Step 1: Start with concatenating the the columns x and y into vectors:

x <- c(16.7,17.1,18.2,18.1,17.2,18.2,16.0,17.2,18.0,17.2,16.9,17.1,18.2,17.3,17.5,16.6)

y <- c(91,105,106,108,88,91,58,82,81,65,61,48,61,43,33,36)

Step 2: Produce scatter plot of Days (y) on Index (x):

plot(x,y,main = "Days (y) vs Index (x)",xlab = "Index (x)",ylab = "Days (y)",col='Green', pch=16)

Step 3: SLR of y on x with summary statistics:

yx_Out <- lm(y~x)
summary(yx_Out)
## 
## Call:
## lm(formula = y ~ x)
## 
## Residuals:
##    Min     1Q Median     3Q    Max 
## -41.70 -21.54   2.12  18.56  36.42 
## 
## Coefficients:
##             Estimate Std. Error t value Pr(>|t|)
## (Intercept) -192.984    163.503  -1.180    0.258
## x             15.296      9.421   1.624    0.127
## 
## Residual standard error: 23.79 on 14 degrees of freedom
## Multiple R-squared:  0.1585, Adjusted R-squared:  0.09835 
## F-statistic: 2.636 on 1 and 14 DF,  p-value: 0.1267
#Note: Produces b_0, b_1, R^2, and p-value

Step 4: Produce final visual with confidence and prediction intervals:

new_x <- seq(min(x),max(x),by=0.02)

#Calculate confidence/prediciton lines
conf_int <- predict(yx_Out, data.frame(x = new_x), interval = "confidence", level = 0.95)
pred_int <- predict(yx_Out, data.frame(x = new_x), interval = "prediction", level = 0.95)

#Output did not show prediction lines, need to specify y limits
y_min <- min(y,pred_int[,"lwr"])
y_max <- max(y,pred_int[,"upr"])

#Plot
plot(x,y,main="SLR with 95% Confidence & Prediction Bands",xlab ="Index (x)",ylab = "Days (y)",pch=19,col="blue",ylim=c(y_min,y_max))

abline(yx_Out,col="red")

#Confidence upper and lower
lines(new_x, conf_int[,"lwr"],col="green")
lines(new_x, conf_int[,"upr"],col="green")

#Prediction upper and lower
lines(new_x, pred_int[, "lwr"], col = "purple")
lines(new_x, pred_int[, "upr"], col = "purple")

legend("bottomright",legend = c("Fitted line", "95% Confidence band", "95% Prediction band"),col=c("red", "green", "purple"),lty=c(1,1,1),cex=0.65)

Step 5: Plots for model accuracy:

#Other plots
par(mfrow=c(2,2)) #Cleaner in html output
plot(yx_Out)

Interpretation of Results

The scatterplot of ozone exceedance days versus the Index shows a positive trend upon inpsection, where higher Index values tend to correspond to more exceedance days. The data points have a wide spred, indicating variability between years not explained completely by the Index. This suggests that the Index is not a strong stand‑alone predictor, and other variables could impact the model.

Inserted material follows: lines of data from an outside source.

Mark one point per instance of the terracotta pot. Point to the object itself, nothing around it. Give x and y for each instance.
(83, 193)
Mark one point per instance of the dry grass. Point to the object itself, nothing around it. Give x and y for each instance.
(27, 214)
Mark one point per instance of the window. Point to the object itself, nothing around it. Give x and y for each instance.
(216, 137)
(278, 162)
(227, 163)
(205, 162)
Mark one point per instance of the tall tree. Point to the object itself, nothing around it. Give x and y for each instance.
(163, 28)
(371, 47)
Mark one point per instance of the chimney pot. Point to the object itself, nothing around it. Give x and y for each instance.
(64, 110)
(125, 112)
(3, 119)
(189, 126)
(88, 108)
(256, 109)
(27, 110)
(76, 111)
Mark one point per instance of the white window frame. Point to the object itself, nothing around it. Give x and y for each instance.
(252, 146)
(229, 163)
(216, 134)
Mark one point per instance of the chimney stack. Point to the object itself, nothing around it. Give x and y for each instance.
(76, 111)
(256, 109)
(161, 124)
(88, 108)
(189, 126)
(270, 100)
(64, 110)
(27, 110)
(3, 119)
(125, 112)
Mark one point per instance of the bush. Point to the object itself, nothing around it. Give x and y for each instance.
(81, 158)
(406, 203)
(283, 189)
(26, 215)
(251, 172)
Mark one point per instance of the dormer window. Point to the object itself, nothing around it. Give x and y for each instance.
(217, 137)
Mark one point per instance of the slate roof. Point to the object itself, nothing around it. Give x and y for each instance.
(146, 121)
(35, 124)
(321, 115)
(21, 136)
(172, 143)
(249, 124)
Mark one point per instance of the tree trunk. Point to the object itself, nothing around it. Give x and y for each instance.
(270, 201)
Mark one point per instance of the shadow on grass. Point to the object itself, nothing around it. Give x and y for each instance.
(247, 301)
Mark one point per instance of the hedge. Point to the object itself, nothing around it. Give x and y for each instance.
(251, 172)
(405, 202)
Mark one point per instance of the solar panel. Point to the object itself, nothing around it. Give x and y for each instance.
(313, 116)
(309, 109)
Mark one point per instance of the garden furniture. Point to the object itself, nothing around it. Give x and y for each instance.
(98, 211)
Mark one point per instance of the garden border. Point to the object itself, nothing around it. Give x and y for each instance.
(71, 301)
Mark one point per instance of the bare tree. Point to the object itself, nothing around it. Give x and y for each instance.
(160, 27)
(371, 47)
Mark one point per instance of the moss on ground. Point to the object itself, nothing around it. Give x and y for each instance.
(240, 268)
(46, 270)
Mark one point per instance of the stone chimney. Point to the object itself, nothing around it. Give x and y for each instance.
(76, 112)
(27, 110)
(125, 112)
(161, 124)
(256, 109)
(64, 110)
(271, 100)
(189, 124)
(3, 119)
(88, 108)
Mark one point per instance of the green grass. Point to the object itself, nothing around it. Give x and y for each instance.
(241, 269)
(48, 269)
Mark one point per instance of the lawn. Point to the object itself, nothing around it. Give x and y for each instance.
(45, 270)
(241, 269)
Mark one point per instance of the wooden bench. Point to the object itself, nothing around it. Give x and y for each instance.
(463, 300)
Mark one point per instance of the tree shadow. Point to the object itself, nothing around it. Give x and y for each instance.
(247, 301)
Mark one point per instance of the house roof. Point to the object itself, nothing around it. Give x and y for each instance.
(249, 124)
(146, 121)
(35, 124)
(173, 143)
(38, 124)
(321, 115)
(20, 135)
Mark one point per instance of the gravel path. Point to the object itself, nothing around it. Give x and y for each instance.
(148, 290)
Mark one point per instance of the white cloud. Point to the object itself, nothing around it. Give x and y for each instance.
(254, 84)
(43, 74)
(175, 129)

The fitted simple linear regression model yields an intercept of 192.98 and a slope of 15.30. For each oneunit increase in the Index, the model predicts about 15 additional ozone exceedance days. The intercept is not physically meaningful because an Index value of zero eceptionally outside the observed meteorological conditions. The positive slope aligns with expectations that warmer conditions favor ozone formation.

The model adequacy diagnostics including the residuals versus fitted plot, normal QQ plot, scale location plot, and residuals versus leverage plot show deviation from ideal SLR assumptions. Residuals exhibit mild curvature and possible changes in spread showing non linearity and non constant variance. The QQ plot shows deviations from normality. The set overall indicates that the model does not necessarily capture the structure of the data and therefore may not be reliable.

The model’s R-squared value of about 0.16 suggests that only 16% of the variability in ozone exceedance days is explained by the meteorological Index, with the remaining 84% unexplained. This value illustrates the Index alone is not sufficient for predicting exceedance days, and that there are other meteorological or emissions related variables unconsidered by the function.

The hypothesis test for the slope produces a p‑value of 0.127, which is larger than the 0.05 threshold, meaning we fail to reject the null hypothesis that the true slope is zero. This means that although the fitted slope is positive, the sample data does not provide statistically strong evidence of a linear relationship between the Index and exceedance days.